The reality: in most
Christian denominations, “true believers” do not last long in “religious”
training. Seminary training is a lot of
studying theology evolved by other people, and writing papers and taking exams
to ensure that the candidate is able to accurately repeat ideas someone else
came up with, which the Church has decided are acceptable reflections of what
it has already decided (those decisions go back to the earliest Church Councils
and debates of the 3-5th centuries CE).
Usually, seminarians who are “true believers,” find out
their most dearly cherished Sunday School theologies are not “truth” but were
doctrinal positions that evolved over a period of years, in which other, more
plausible theologies were dismissed because of internal political
divisions. On making this discovery,
those seminarians usually find something else they would like to study.
That accounts for why both the Church (Catholic and
Protestant) and the synagogue continue to insist that Lev 18:22 and 20:13
prohibit homosexuality, why they choose to read Ruth as a girl-bonding
narrative, why they prefer reading David/Jonathan as a platonic (if homoerotic)
friendship: Because reading the text as
accepting of homosexuality means revising the understanding of the text itself,
and coming to terms with how and when and why the readings were changed.
In the case of the synagogue, the interpretation of the
texts were revised after the bar Cochba revolt.
Contrary to Dorf’s claim that it was intended to prohibit “alternate”
practices enjoyed by Canaanites (or whoever), the reading of the text was
changed because an Emperor who had a male lover nearly obliterated the Judean
people. The synagogue changed the
interpretation of the text to say, simply, that man was an abomination. Since he nearly obliterated an entire
population, it is difficult to disagree with that opinion. However, since it was impolitic (and unsafe)
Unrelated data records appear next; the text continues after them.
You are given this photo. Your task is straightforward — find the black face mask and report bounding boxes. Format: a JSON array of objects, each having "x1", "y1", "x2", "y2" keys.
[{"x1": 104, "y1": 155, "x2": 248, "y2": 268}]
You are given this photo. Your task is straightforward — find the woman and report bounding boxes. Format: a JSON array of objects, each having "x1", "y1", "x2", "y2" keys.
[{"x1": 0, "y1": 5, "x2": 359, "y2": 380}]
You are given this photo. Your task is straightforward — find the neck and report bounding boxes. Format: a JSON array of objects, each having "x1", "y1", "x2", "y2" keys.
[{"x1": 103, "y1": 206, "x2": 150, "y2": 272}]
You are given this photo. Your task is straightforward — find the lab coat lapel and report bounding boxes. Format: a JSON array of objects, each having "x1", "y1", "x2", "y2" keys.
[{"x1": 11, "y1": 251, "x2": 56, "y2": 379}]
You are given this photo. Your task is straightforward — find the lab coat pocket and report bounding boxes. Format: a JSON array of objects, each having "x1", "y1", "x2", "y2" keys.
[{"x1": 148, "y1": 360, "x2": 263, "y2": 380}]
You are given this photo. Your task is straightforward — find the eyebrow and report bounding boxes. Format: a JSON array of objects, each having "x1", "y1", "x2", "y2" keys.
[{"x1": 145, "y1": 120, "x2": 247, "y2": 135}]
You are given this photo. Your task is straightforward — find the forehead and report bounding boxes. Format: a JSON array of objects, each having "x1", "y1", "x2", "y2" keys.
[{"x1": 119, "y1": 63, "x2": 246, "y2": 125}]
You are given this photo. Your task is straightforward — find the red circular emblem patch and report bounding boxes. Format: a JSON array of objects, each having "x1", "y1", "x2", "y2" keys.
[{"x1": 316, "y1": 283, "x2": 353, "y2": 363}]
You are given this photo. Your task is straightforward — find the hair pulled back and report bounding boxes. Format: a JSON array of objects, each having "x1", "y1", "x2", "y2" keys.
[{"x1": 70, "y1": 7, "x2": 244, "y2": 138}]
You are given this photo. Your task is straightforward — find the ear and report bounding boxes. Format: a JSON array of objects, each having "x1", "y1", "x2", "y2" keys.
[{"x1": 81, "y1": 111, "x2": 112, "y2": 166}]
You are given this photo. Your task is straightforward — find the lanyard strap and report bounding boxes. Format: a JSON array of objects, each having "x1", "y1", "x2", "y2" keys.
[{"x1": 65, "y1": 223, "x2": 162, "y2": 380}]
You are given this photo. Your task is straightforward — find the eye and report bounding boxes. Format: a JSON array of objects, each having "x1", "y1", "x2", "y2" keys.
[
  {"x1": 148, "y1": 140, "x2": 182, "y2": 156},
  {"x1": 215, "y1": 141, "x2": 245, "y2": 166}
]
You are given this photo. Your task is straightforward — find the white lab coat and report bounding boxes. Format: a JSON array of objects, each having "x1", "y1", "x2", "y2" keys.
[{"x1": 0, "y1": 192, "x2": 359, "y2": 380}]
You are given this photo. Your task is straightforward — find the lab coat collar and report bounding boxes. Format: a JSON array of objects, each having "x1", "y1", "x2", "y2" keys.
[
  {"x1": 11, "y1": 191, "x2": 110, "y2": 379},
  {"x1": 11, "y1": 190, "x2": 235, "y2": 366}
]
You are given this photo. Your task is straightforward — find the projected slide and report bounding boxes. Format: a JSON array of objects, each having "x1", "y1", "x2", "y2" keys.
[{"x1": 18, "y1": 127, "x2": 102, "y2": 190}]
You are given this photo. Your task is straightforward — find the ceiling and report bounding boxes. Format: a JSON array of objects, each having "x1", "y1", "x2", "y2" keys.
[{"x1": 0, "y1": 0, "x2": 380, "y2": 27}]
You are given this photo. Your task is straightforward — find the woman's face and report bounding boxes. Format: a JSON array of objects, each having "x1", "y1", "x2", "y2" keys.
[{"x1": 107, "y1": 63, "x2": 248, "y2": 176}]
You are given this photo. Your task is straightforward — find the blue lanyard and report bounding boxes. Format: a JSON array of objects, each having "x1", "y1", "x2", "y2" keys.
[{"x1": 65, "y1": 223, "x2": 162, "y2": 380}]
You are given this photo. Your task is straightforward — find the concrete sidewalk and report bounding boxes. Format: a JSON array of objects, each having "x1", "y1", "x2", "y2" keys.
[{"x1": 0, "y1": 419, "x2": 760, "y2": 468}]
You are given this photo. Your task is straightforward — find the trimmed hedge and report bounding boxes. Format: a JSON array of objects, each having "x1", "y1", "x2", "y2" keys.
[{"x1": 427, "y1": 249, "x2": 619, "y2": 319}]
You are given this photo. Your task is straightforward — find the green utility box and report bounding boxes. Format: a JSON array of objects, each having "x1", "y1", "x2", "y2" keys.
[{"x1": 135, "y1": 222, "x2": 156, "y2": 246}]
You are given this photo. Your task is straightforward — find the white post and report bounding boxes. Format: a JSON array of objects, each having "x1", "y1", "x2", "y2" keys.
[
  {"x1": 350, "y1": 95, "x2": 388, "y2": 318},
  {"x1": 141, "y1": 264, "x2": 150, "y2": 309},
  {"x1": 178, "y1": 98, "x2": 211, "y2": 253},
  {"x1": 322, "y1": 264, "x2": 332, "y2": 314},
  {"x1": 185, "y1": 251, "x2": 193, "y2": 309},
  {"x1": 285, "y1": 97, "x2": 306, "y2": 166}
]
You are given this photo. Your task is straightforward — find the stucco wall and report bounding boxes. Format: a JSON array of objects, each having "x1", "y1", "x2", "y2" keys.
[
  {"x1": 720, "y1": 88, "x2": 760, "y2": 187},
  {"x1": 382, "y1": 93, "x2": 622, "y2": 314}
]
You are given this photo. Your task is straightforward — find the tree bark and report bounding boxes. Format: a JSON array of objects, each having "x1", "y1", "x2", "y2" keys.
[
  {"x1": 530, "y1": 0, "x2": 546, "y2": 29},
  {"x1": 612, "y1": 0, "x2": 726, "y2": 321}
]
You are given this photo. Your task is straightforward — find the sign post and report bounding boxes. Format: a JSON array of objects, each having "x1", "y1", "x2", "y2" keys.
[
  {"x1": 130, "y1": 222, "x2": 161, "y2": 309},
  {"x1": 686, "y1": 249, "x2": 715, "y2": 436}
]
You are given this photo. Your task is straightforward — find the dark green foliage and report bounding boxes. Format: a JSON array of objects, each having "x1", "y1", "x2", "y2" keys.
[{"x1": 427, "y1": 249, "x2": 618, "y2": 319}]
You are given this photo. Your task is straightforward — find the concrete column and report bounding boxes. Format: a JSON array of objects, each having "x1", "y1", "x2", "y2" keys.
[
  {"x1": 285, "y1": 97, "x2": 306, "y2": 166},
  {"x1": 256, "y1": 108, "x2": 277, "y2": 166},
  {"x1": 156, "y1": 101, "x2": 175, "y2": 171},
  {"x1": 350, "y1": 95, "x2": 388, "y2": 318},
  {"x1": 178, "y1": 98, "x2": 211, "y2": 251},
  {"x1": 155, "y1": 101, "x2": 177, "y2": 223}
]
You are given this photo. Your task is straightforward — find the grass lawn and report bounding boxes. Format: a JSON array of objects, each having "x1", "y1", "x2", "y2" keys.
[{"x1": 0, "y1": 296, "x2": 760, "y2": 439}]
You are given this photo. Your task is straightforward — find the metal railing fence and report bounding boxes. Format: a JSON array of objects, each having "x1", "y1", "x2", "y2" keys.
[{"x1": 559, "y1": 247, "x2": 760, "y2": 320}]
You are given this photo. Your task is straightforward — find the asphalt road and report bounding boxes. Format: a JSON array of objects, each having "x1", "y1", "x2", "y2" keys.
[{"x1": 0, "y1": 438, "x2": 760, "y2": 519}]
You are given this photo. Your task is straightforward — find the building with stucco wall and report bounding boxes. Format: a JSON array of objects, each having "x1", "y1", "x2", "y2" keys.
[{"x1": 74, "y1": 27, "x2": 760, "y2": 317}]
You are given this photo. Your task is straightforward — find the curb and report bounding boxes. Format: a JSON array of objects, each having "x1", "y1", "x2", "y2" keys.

to redact the text so it referred to one individual, so the interpretation was
applied to a type rather than to a specific (in an inversion of the Talmudic
logical structure of qal v chomer).
The Church (both Catholic and Protestant) had a different
issue to contend with. In order to
assume ownership of Judean documents, they had to construct a theory by which
their ownership could be claimed and they had to disown the original owners of
the text. Initially, the attempt was
made by constructing the “heirs of the free woman” theology. The problem with that theology was that
free/slave did not ensure certain ownership, and did not disown the “heir of
the slave.” The theology was revised to
a theology of adoption into Judean heritage, retrojecting that adoption back to
a pre-Moses era, so the specifics of the law (including the prohibition of
disowning oneself from one’s heritage and disowning another from the other’s
heritage) could not be invoked. Having
made the claim of adoption, and having asserted ownership of the documents, the
problem of interpretation of the pertinent verses still existed. The easy, if inaccurate answer, was to claim
that they prohibited a specific of sexual activity. This prohibition would not cause a threat to
Christian ownership of the text.
Should that sound far-fetched, I would direct you to a
brilliant, fascinating and out-of-print book on the evolution of Magdalen
mythology called “Mary Magdalen, myth and metaphor” by an art historian named
Susan Haskins. Haskins was fascinated by
the tragic Magdalen narrative and by its presentation artistically throughout
the ages. She began an investigation
into the narrative. She discovered that
Mary Magdalen, the penitent prostitute, etc, was a conflation of texts and that
the secondary narrative created by that textual conflation took on its own life
(much as the nativity narrative, conflating kings and shepherds and stars and
animals has taken on a life of its own).